I trust few people more than I do Oliver.

And it shames me that I’ve stayed away for as long as I have. I should have come home to New Orleans more often. I should have checked in with him—made more of an effort.

“You were angry,” he says softly and then turns those wise brown eyes to me.

“Reading my mind again?” I sigh and sip the last of my coffee. “Yeah. I was angry.”

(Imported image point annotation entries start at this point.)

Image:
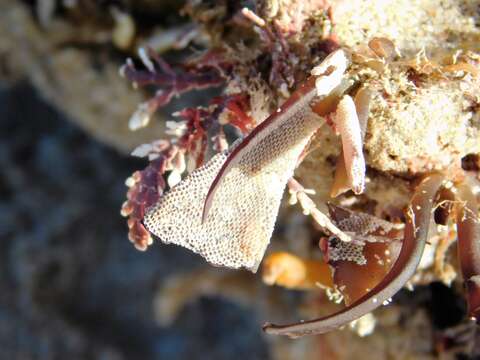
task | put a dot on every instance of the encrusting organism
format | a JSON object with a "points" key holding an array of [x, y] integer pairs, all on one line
{"points": [[225, 210]]}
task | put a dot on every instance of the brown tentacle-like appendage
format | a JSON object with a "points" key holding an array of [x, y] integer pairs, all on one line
{"points": [[468, 229], [415, 236]]}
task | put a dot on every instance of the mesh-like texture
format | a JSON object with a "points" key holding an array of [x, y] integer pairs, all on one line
{"points": [[340, 250], [240, 222]]}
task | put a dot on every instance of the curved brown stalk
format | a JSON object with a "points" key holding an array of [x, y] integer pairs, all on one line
{"points": [[468, 229], [309, 96], [415, 237], [300, 99]]}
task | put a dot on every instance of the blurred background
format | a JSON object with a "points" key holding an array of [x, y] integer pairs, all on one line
{"points": [[71, 284]]}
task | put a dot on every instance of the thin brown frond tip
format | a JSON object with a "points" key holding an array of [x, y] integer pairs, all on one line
{"points": [[415, 237]]}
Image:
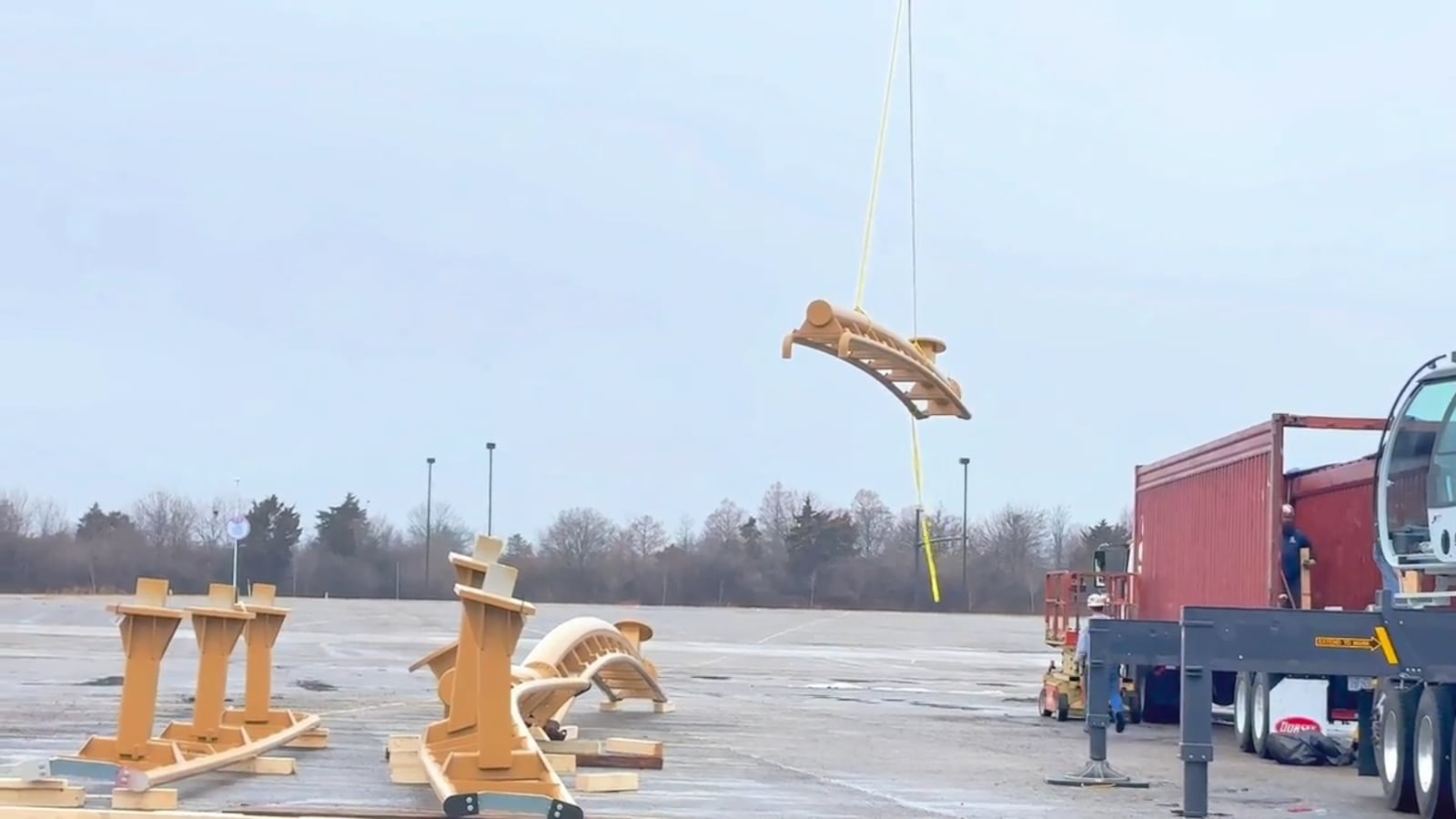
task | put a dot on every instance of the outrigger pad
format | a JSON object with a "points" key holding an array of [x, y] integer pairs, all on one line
{"points": [[1097, 773], [472, 804]]}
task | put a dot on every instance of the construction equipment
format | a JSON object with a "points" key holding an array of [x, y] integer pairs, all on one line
{"points": [[1067, 595], [1402, 640]]}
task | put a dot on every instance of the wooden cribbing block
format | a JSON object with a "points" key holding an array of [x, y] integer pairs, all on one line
{"points": [[40, 793], [266, 765], [400, 743], [632, 746], [310, 741], [630, 761], [616, 782], [155, 799], [571, 746]]}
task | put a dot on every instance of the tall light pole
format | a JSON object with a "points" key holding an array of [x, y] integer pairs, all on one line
{"points": [[490, 489], [966, 497], [430, 493]]}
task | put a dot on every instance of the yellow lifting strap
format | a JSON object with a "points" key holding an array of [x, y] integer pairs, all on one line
{"points": [[925, 351], [906, 366]]}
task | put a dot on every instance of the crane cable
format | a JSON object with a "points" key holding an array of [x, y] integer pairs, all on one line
{"points": [[903, 19], [915, 317]]}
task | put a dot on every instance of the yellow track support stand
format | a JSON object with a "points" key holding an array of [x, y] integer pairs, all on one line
{"points": [[480, 755], [258, 717], [213, 739]]}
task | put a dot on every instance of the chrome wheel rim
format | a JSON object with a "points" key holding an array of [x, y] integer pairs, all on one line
{"points": [[1426, 755], [1259, 714], [1390, 748], [1241, 705]]}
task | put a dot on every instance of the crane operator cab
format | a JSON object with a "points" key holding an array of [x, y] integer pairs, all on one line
{"points": [[1416, 486]]}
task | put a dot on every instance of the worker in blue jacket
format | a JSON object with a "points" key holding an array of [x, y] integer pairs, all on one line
{"points": [[1097, 608], [1290, 544]]}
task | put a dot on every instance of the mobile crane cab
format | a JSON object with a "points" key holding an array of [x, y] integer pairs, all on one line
{"points": [[1416, 521], [1416, 486]]}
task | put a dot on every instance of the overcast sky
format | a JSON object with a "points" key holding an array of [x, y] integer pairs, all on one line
{"points": [[312, 244]]}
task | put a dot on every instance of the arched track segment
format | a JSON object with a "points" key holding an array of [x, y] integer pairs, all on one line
{"points": [[906, 368]]}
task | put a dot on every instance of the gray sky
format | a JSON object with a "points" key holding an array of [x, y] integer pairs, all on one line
{"points": [[310, 244]]}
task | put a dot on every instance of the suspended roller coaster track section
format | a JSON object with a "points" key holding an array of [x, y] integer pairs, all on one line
{"points": [[906, 368]]}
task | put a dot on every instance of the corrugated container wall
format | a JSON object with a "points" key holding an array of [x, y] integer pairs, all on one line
{"points": [[1206, 522], [1203, 526]]}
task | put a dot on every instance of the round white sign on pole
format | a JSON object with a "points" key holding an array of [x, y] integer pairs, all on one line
{"points": [[238, 528]]}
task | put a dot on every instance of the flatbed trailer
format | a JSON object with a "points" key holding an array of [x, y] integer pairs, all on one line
{"points": [[1208, 533], [1405, 639]]}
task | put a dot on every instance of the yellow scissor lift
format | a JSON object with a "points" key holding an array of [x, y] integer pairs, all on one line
{"points": [[1062, 693]]}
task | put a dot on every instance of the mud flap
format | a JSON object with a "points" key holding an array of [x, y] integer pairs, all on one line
{"points": [[475, 804]]}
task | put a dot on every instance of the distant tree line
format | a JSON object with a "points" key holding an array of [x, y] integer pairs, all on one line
{"points": [[794, 551]]}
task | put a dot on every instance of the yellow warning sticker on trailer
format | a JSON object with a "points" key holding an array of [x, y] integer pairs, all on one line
{"points": [[1366, 643], [1380, 642]]}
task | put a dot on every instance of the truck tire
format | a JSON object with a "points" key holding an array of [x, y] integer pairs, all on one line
{"points": [[1259, 713], [1244, 712], [1431, 753], [1394, 723]]}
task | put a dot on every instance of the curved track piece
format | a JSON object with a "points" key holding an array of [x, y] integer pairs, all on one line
{"points": [[906, 368], [586, 649], [596, 651]]}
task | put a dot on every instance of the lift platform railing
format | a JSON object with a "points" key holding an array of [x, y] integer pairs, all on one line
{"points": [[1067, 596]]}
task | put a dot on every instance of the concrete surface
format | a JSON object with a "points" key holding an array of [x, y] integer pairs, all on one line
{"points": [[793, 714]]}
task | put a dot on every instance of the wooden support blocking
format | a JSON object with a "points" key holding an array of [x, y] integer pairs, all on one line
{"points": [[40, 793]]}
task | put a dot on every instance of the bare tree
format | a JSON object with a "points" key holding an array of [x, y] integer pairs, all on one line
{"points": [[776, 515], [874, 522], [15, 513], [723, 525], [167, 522], [644, 535], [579, 535], [1062, 533], [686, 537]]}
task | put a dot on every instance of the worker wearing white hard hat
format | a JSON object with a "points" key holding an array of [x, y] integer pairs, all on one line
{"points": [[1097, 608], [1292, 566]]}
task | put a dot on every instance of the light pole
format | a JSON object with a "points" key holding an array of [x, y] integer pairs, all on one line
{"points": [[966, 497], [915, 577], [490, 489], [430, 493]]}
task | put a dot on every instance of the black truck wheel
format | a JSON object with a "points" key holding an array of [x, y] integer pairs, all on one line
{"points": [[1244, 712], [1431, 753], [1394, 722], [1259, 713]]}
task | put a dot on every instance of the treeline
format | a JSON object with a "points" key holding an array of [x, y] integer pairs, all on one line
{"points": [[794, 550]]}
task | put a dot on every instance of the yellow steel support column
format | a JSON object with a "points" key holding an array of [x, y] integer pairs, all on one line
{"points": [[147, 627], [217, 627]]}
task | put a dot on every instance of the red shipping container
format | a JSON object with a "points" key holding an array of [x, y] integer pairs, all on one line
{"points": [[1208, 523]]}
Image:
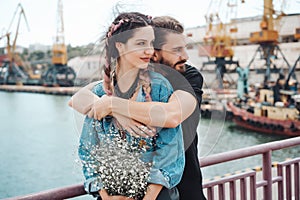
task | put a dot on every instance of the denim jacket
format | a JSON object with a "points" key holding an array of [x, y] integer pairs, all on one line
{"points": [[168, 155]]}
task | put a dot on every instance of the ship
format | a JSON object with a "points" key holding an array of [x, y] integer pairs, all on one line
{"points": [[272, 110]]}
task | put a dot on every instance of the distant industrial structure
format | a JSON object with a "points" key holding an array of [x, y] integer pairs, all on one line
{"points": [[286, 29]]}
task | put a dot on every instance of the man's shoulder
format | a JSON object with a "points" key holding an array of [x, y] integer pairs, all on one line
{"points": [[190, 69], [98, 89]]}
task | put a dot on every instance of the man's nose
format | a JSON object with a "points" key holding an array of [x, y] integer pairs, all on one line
{"points": [[184, 55]]}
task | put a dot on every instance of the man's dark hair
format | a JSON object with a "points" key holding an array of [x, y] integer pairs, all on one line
{"points": [[164, 25]]}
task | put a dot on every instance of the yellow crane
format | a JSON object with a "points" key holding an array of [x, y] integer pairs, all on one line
{"points": [[267, 38], [59, 74], [11, 72], [218, 40]]}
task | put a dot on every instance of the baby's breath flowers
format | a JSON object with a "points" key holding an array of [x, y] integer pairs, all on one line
{"points": [[117, 164]]}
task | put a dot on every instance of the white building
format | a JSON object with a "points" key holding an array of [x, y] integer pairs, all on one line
{"points": [[286, 28], [87, 67]]}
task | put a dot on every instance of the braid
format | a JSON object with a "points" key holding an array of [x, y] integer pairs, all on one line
{"points": [[145, 82], [125, 22], [107, 73]]}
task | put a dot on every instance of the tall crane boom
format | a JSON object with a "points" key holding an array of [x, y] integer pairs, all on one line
{"points": [[59, 50], [59, 74], [267, 34]]}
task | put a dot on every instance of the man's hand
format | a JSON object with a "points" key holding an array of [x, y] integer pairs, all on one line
{"points": [[104, 195], [133, 127]]}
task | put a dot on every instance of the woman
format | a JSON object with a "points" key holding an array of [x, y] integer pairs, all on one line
{"points": [[128, 52]]}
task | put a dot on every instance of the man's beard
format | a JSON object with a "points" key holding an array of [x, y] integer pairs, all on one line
{"points": [[178, 66]]}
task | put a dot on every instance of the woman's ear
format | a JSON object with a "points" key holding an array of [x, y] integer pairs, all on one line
{"points": [[156, 56], [119, 47]]}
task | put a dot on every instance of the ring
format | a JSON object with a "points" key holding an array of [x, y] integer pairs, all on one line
{"points": [[143, 128]]}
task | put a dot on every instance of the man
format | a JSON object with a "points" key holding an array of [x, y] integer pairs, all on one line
{"points": [[182, 106]]}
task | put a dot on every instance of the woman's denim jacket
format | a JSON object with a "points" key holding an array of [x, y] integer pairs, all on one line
{"points": [[168, 156]]}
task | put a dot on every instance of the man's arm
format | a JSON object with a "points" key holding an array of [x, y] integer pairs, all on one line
{"points": [[180, 105]]}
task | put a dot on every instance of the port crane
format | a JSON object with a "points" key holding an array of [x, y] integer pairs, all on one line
{"points": [[267, 39], [13, 69], [59, 74], [218, 40]]}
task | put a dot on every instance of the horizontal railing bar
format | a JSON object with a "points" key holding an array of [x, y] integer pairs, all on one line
{"points": [[58, 193], [78, 190], [289, 162], [229, 178], [277, 179], [261, 183], [248, 151]]}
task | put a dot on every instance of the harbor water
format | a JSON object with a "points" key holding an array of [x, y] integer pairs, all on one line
{"points": [[39, 136]]}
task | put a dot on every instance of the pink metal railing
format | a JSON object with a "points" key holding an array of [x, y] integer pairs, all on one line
{"points": [[267, 180], [287, 184]]}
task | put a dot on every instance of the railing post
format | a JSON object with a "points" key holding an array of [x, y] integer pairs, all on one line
{"points": [[267, 174]]}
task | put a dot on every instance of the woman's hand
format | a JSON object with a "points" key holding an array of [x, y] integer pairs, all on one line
{"points": [[104, 195], [133, 127], [101, 108]]}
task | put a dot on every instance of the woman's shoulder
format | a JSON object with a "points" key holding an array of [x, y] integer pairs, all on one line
{"points": [[98, 89], [157, 78]]}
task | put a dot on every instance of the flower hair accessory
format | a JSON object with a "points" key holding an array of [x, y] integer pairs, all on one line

“I don’t feel the anger in you as much.”

I shake my head. “Worry. I’m worried now. And ready to do what needs to be done to be with Daphne.”

“Won’t be easy.”

I slide my gaze his way, studying the gray that slipped into his dark hair while I was gone. He has a few more wrinkles in his dark skin, and he moves a little slower than he used to.

And being with him makes me more comfortable than I’ve felt in years.

“If it were easy, it wouldn’t be worth it.” I set down my mug and lean forward, resting my elbows on my knees. “You know what’s coming.”

“I do,” he agrees. “Doesn’t matter what I know—or what anyone else knows for that matter. It’s what you’re going to do about it. What the six of you are gonna do.”